A huge hybrid solar and battery storage microgrid has been revealed as the power source for the revamped South Australian Produce Market, as part of a state government-backed initiative that is expected to save stallholders more than $500,000 a year on their power bills.
In an announcement on Sunday, state energy minister Tom Koutsantonis said his government had granted $2.5 million towards the construction of a 2.5MW solar PV array, coupled with 4.2MWh of Tesla lithium-ion battery storage and a 2.5MW onsite diesel generator at the wholesale fruit and vegetable facility in Pooraka, northern Adelaide.
The $10.5 project is expected to generate enough electricity to power the equivalent of 4,500 houses, thus supplying all of the wholesale market’s energy needs, while feeding surplus power into
The microgrid, which will cut greenhouse gas emissions from the site by 2,637 tonnes a year, is also expected to save market stallholders up to $5.5 million over the next 10 years, compared to the current retail power supply offers available in the state.
The huge project – which stands to deliver the state’s largest single commercial solar array – was announced on the same day as the Weatherill government’s plans to build the “world’s biggest” virtual power plant in the state, linking 50,000 homes, each with 5kW rooftop solar and a Tesla Powerwall 2.
As Giles Parkinson reports, the $800 million project will ultimately bring together 250MW of capacity and 650MWh of storage, allowing the combined resource to be pooled to help provide grid stability and extra capacity when supply is short.
“This Labor Government is committed to delivering more renewable energy and cheaper power prices, and this week we will be making of range of renewables announcements that will put downward pressure on power price for all South Australians,” said Koutsantonis, in full campaign mode with the state election looming in March.
“Pairing solar panels with batteries not only reduces power costs for businesses, it also reduces demand on the grid, putting downward pressure on power prices for all South Australians.
“South Australia is at the forefront of advances in the deployment of this technology and projects like this one at the SA Produce Market demonstrate how much can be saved by investing in solar and
batteries,” he said.
The microgrid project is part of a $25 million upgrade at the SA Produce Markets, which the facility’s CEO Angelo Demasi hopes will wind up something like a much smaller version of the world’s largest produce market at Rungis, in southern Paris.
“We thank the South Australian government for the funding and support to ensure we can provide environmentally sustainable energy to our stallholders,” Demasi said on the weekend.
“We want to ensure we can continue to provide affordable fresh produce on a local and global platform and this initiative means we can do it with an environmentally friendly and cost-effective manor using an innovative solution,” he said.

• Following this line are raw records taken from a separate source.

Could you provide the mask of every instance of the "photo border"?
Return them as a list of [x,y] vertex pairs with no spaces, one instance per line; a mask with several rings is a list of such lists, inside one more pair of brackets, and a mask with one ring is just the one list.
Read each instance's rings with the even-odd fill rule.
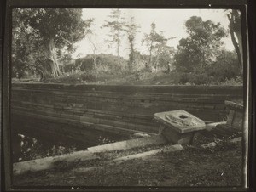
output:
[[[248,2],[250,3],[250,1]],[[242,31],[242,39],[243,41],[243,60],[244,60],[244,117],[245,117],[245,124],[248,126],[248,133],[244,132],[244,137],[243,137],[243,154],[247,154],[248,155],[243,155],[243,162],[244,164],[244,169],[248,168],[247,171],[247,177],[243,177],[243,184],[246,184],[248,183],[248,187],[253,186],[253,181],[255,180],[255,175],[253,175],[251,173],[252,169],[254,167],[253,163],[250,161],[255,161],[255,155],[254,155],[254,150],[255,150],[255,143],[251,144],[251,142],[255,141],[255,132],[253,131],[253,125],[252,125],[255,121],[255,117],[252,116],[253,111],[254,111],[255,106],[251,106],[251,104],[253,103],[253,97],[250,97],[253,93],[253,90],[252,89],[252,84],[251,84],[251,76],[252,76],[252,70],[255,69],[255,66],[252,65],[252,61],[254,59],[254,55],[253,54],[255,53],[255,50],[253,50],[253,45],[252,42],[249,42],[249,37],[252,37],[253,34],[253,31],[249,30],[250,27],[250,22],[252,19],[248,17],[248,12],[250,12],[250,8],[248,8],[247,2],[246,0],[203,0],[203,1],[188,1],[188,0],[160,0],[160,1],[154,1],[154,0],[143,0],[143,1],[136,1],[136,0],[66,0],[61,1],[61,0],[8,0],[6,2],[6,14],[5,14],[5,31],[4,36],[3,39],[4,39],[4,47],[3,47],[3,82],[2,82],[2,127],[3,132],[3,138],[1,139],[2,144],[1,150],[2,153],[3,152],[3,155],[1,155],[1,161],[4,162],[4,164],[2,164],[1,167],[1,172],[3,172],[3,175],[2,175],[2,178],[4,178],[5,182],[4,184],[2,184],[1,187],[3,186],[5,190],[12,190],[11,189],[11,178],[12,178],[12,165],[10,161],[11,156],[11,144],[10,144],[10,127],[9,127],[9,122],[10,122],[10,91],[11,91],[11,25],[12,25],[12,17],[11,13],[12,9],[15,8],[235,8],[235,9],[240,9],[241,10],[241,31]],[[252,9],[252,8],[251,8]],[[255,10],[255,9],[254,9]],[[248,20],[249,19],[249,20]],[[252,34],[253,33],[253,34]],[[250,38],[251,38],[250,37]],[[251,62],[249,62],[251,60]],[[255,61],[255,59],[254,59]],[[247,71],[247,72],[245,72]],[[254,104],[254,103],[253,103]],[[246,140],[244,140],[246,138]],[[247,142],[250,142],[248,145],[247,144]],[[249,148],[247,148],[249,146]],[[253,157],[253,158],[252,158]],[[8,167],[8,168],[7,168]],[[4,168],[4,170],[3,170]],[[246,181],[246,180],[247,181]],[[254,186],[255,187],[255,184]],[[56,187],[57,189],[53,189],[55,187],[50,187],[44,189],[44,190],[53,190],[53,191],[70,191],[70,189],[67,189],[67,187],[61,188],[61,187]],[[164,191],[173,191],[178,189],[178,191],[204,191],[207,189],[210,191],[211,189],[216,190],[225,190],[225,191],[230,191],[230,189],[234,191],[237,191],[237,189],[233,189],[233,188],[218,188],[218,187],[210,187],[210,188],[172,188],[172,187],[158,187],[161,190]],[[26,191],[41,191],[42,189],[36,189],[36,187],[33,187],[33,189],[22,189],[20,188],[21,190],[26,189]],[[94,189],[88,188],[90,190],[111,190],[111,191],[119,191],[119,187],[103,187],[103,188],[98,188],[96,187]],[[138,190],[137,190],[138,189]],[[142,191],[145,189],[149,189],[148,187],[128,187],[125,189],[121,189],[122,191]],[[16,190],[16,189],[15,189]],[[20,189],[18,189],[20,191]],[[80,189],[80,190],[82,190]],[[155,187],[151,187],[150,191],[156,190]],[[247,190],[244,189],[244,190]],[[13,190],[12,190],[13,191]]]

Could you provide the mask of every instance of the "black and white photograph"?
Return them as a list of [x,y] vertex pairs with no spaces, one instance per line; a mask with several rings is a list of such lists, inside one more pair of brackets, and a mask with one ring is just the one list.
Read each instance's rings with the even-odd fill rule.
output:
[[247,187],[244,17],[12,8],[12,189]]

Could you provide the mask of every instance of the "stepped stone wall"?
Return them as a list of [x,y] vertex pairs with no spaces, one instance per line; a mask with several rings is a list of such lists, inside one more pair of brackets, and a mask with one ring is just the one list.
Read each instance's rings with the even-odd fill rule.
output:
[[154,113],[184,110],[218,121],[225,100],[242,99],[240,86],[112,86],[14,83],[11,127],[86,140],[137,132],[157,133]]

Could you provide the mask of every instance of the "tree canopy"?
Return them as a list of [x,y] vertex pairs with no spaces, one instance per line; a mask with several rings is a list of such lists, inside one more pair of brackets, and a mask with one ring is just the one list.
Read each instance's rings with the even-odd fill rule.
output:
[[185,23],[188,37],[182,38],[174,57],[177,68],[184,71],[202,70],[216,59],[226,31],[219,23],[193,16]]
[[[14,66],[19,64],[20,67],[22,63],[30,62],[29,65],[43,74],[60,76],[59,59],[70,54],[74,50],[74,42],[90,31],[93,20],[83,20],[81,16],[82,10],[75,8],[14,9]],[[30,39],[29,43],[26,39]],[[30,47],[34,48],[23,55],[22,62],[15,60],[15,58],[22,58],[18,49],[29,49]]]

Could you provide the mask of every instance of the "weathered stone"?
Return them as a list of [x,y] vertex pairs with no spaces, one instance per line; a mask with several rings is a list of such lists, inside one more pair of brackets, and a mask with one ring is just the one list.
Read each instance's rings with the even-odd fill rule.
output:
[[202,120],[183,110],[156,113],[154,117],[160,123],[160,133],[174,144],[189,144],[196,131],[206,128]]
[[[242,103],[242,102],[241,102]],[[230,110],[227,119],[227,125],[237,130],[243,127],[243,105],[240,103],[225,101],[225,105]]]

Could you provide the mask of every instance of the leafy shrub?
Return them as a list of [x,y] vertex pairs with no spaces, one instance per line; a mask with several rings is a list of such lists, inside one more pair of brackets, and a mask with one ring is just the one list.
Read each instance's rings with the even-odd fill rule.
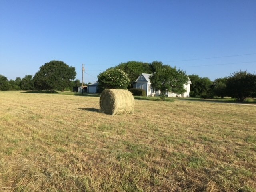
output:
[[146,91],[141,89],[132,88],[129,89],[129,91],[132,92],[134,96],[146,96]]
[[203,99],[213,99],[213,95],[212,93],[203,93],[200,95],[200,97]]
[[244,99],[244,101],[248,103],[252,103],[254,101],[254,99],[252,98],[247,97]]
[[203,99],[206,99],[208,97],[208,95],[206,93],[203,93],[200,95],[200,97]]
[[196,93],[194,91],[191,91],[189,92],[189,97],[195,97],[196,96]]

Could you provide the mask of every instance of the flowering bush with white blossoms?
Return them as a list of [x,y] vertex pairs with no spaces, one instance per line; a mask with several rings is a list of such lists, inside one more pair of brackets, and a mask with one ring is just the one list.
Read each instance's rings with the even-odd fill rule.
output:
[[100,89],[126,89],[129,85],[130,79],[127,74],[123,70],[111,68],[99,74],[98,82]]

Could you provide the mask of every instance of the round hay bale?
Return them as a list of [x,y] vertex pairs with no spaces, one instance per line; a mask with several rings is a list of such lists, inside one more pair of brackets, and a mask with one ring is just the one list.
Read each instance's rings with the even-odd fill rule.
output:
[[102,92],[100,98],[100,110],[110,115],[122,115],[133,113],[134,98],[127,90],[108,89]]

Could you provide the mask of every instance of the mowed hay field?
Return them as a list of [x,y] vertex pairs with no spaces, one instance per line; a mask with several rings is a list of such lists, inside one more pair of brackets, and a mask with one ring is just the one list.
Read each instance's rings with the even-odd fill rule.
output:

In New South Wales, Sydney Markets has also turned to solar to cut the costs of stallholders, with a series of PV installations that have added up to a total capacity of just under 1MW, mostly on purpose-built solar car parks.
The most recent addition, a 640kW array built on a $14 million industrial scale solar car park took the facility’s combined solar capacity to 910kW, which as well as slashing its energy costs by hundreds of thousands of dollars a year, would allow Sydney Markets to trade excess renewable electricity generated to like-minded companies.
The SA markets microgrid is expected to be fully operational by late 2018 and will create about 40 jobs during construction. The solar and storage will be governed by control system developed by energy management company AZZO, the same company behind the design and implementation of a cloud-based utility monitoring and visualisation system at the Melbourne Cricket Ground.